Bank of San Luis Obispo v. Johnson

53 Cal. 99 | Cal. | 1878

Lead Opinion

By the Court :

“ In case of default by the mortgagor in the payment of said note or interest, or in the performance of any of the conditions hereof, then the mortgagee may at its option either commence proceedings to foreclose this mortgage in the usual manner, or cause the said premises or any part thereof to be sold,” etc., is the phraseology of the mortgage ; but we find nothing in these words which, by fair intendment, gives countenance to the idea that by the mere failure of the defendant to pay the stipulated *102interest accruing monthly upon the debt, the principal sum should become due. By the distinct terms of the promissory note delivered simultaneously with the mortgage, the principal sum was not to become due until two years after the date of the note—and the stipulations contained in the mortgage are not inconsistent therewith.

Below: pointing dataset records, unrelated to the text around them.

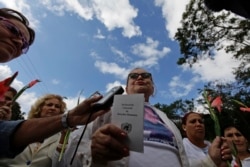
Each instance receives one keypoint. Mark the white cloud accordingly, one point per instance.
(23, 7)
(149, 53)
(99, 35)
(110, 14)
(107, 11)
(55, 82)
(179, 88)
(219, 69)
(172, 12)
(111, 68)
(124, 58)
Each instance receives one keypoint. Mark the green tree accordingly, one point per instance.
(203, 31)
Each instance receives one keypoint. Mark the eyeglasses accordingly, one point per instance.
(136, 75)
(17, 32)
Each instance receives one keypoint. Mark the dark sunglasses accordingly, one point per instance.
(136, 75)
(17, 32)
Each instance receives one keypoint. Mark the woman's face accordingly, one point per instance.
(50, 108)
(140, 84)
(194, 127)
(11, 43)
(234, 135)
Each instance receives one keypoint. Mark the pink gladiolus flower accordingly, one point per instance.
(5, 84)
(217, 103)
(32, 83)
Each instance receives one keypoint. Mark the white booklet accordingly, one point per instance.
(128, 114)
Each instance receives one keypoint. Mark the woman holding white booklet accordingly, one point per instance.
(162, 140)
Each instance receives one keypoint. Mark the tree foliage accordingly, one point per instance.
(203, 31)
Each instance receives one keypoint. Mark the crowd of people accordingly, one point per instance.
(38, 140)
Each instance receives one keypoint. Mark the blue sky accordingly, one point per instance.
(92, 45)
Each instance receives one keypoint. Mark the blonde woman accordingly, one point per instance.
(236, 135)
(40, 153)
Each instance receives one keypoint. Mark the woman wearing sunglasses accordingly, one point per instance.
(162, 140)
(15, 38)
(16, 35)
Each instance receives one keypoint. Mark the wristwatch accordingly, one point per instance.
(65, 120)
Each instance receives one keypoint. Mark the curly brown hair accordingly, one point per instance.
(35, 110)
(13, 14)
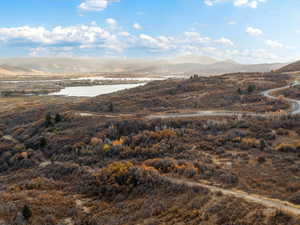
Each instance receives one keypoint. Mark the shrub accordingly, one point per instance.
(26, 212)
(48, 120)
(57, 118)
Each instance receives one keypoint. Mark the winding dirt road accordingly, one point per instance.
(295, 108)
(267, 202)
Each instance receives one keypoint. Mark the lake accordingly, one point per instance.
(92, 91)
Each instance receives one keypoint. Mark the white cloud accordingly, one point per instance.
(95, 5)
(225, 41)
(80, 35)
(232, 22)
(274, 44)
(111, 22)
(254, 31)
(238, 3)
(137, 26)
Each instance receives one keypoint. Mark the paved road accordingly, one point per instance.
(295, 108)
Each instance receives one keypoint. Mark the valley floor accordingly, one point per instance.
(103, 160)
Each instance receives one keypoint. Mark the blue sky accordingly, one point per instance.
(247, 31)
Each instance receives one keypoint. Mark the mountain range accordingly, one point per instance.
(183, 65)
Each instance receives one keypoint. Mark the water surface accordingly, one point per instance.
(92, 91)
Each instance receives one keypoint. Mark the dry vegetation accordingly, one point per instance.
(57, 167)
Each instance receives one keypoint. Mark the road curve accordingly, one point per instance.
(295, 108)
(267, 202)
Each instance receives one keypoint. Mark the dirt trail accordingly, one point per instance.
(267, 202)
(295, 108)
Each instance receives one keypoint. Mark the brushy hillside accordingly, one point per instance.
(293, 67)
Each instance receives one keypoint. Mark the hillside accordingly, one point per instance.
(293, 67)
(7, 70)
(184, 65)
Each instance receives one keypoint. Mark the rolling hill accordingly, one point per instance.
(293, 67)
(183, 65)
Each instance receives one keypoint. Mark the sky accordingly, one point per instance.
(247, 31)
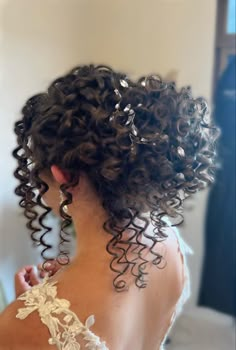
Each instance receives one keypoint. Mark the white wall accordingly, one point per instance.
(42, 39)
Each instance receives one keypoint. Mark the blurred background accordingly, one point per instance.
(189, 41)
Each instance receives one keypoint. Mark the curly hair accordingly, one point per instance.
(143, 145)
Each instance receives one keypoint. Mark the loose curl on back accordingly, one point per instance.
(144, 146)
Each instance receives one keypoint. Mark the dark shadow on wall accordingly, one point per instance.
(218, 286)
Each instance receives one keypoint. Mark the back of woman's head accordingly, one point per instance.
(142, 144)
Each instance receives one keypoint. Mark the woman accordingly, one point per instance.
(115, 157)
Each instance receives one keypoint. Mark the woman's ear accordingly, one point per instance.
(59, 175)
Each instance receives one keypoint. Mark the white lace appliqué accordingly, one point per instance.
(63, 331)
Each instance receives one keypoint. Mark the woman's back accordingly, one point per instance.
(102, 150)
(136, 319)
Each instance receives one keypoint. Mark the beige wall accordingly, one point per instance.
(41, 39)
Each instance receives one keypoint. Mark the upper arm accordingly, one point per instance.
(14, 331)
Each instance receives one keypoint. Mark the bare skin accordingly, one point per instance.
(137, 319)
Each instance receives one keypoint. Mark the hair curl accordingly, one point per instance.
(144, 146)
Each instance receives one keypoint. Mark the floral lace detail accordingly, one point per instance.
(63, 332)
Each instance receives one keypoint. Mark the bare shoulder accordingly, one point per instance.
(15, 333)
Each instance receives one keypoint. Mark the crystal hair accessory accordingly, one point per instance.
(62, 199)
(134, 134)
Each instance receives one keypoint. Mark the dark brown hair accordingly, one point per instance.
(144, 146)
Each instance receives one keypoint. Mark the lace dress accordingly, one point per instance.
(63, 324)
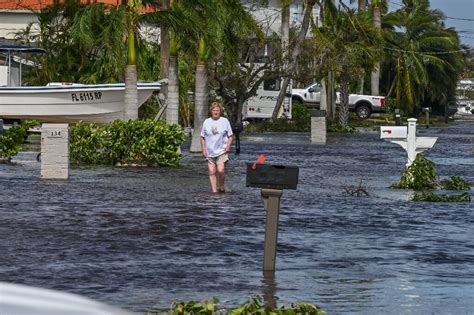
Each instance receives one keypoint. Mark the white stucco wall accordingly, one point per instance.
(12, 21)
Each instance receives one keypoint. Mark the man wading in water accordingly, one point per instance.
(216, 139)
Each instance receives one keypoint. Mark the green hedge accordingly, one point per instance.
(133, 142)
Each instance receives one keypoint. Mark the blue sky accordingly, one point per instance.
(460, 15)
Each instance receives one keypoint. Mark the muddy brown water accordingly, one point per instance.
(141, 238)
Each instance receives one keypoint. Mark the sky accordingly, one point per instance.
(460, 15)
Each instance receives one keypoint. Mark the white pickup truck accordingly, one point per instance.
(363, 105)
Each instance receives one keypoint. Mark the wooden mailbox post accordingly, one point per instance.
(272, 179)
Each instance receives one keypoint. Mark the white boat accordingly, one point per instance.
(70, 102)
(61, 102)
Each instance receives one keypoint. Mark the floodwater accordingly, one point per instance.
(141, 238)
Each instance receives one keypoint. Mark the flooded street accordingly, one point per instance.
(143, 237)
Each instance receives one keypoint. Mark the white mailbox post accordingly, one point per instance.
(407, 139)
(54, 151)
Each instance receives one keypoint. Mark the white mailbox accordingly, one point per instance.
(395, 132)
(407, 139)
(55, 151)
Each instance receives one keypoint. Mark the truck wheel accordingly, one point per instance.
(297, 100)
(363, 111)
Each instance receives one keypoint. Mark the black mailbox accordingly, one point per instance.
(272, 176)
(317, 113)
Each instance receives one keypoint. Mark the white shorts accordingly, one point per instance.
(221, 159)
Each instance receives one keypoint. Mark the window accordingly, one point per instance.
(271, 85)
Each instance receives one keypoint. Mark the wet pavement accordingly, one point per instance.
(143, 237)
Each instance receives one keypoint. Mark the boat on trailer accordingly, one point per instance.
(63, 102)
(70, 102)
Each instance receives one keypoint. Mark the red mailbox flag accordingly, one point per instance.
(259, 160)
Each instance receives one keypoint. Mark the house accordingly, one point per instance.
(15, 15)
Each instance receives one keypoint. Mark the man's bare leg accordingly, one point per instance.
(212, 176)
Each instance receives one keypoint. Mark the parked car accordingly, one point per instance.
(363, 105)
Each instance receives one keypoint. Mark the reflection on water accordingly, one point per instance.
(144, 237)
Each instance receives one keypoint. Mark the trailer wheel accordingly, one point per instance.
(363, 111)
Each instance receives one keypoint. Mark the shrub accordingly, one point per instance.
(456, 183)
(253, 306)
(465, 197)
(420, 175)
(142, 142)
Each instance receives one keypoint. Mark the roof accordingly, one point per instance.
(43, 4)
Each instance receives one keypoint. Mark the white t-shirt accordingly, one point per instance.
(216, 134)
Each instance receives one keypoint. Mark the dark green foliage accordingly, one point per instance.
(419, 176)
(253, 306)
(11, 141)
(141, 142)
(194, 307)
(464, 197)
(456, 183)
(280, 125)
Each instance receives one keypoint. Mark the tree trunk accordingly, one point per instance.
(201, 106)
(323, 100)
(285, 28)
(164, 45)
(330, 97)
(294, 56)
(344, 105)
(375, 75)
(131, 93)
(172, 110)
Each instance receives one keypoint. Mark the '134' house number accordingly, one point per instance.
(55, 134)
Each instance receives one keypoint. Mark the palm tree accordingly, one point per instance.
(349, 42)
(308, 10)
(418, 43)
(131, 92)
(221, 22)
(378, 7)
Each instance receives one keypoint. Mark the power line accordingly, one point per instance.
(448, 17)
(429, 52)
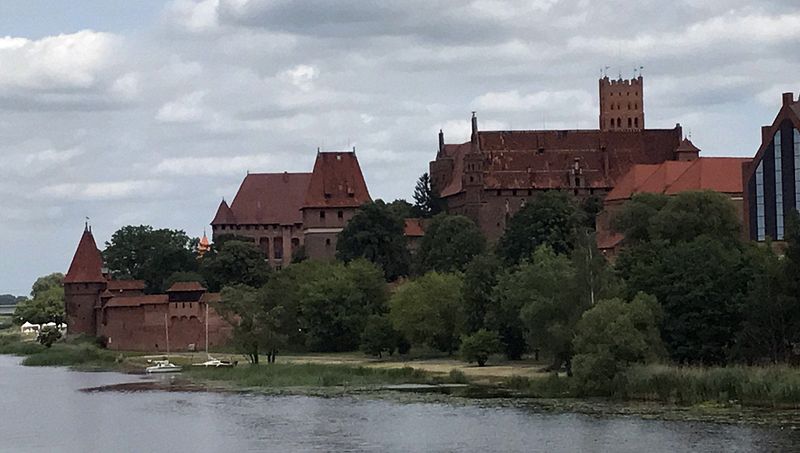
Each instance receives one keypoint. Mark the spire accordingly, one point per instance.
(87, 264)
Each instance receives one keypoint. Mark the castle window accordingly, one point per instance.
(760, 230)
(778, 185)
(796, 140)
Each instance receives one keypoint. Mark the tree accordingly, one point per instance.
(379, 336)
(336, 301)
(236, 262)
(612, 335)
(429, 310)
(426, 202)
(49, 335)
(545, 289)
(259, 322)
(551, 218)
(701, 286)
(450, 242)
(478, 346)
(480, 278)
(46, 303)
(144, 253)
(376, 234)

Thus the provision already quoted, to the effect that if default be made in the payment of the note or the interest thereon, the mortgagee may foreclose, etc., is fully satisfied by limiting the foreclosure proceedings to the collection of so much of the interest as may appear to be due. The parties to a loan may, and often do, provide that the principal sum, not otherwise due, may become due by default of the debtor in the payment of interest at stipulated periods of time, but in this instance we do not see that they have done so.

Judgment reversed and cause remanded.






Dissenting Opinion

Mr. Justice Crockett dissenting:

I dissent, on the ground that in my opinion, on a fair construction of the mortgage, it was the intention of the parties that, on a failure to pay the interest when it became due, the principal should become due at the option of the mortgagee.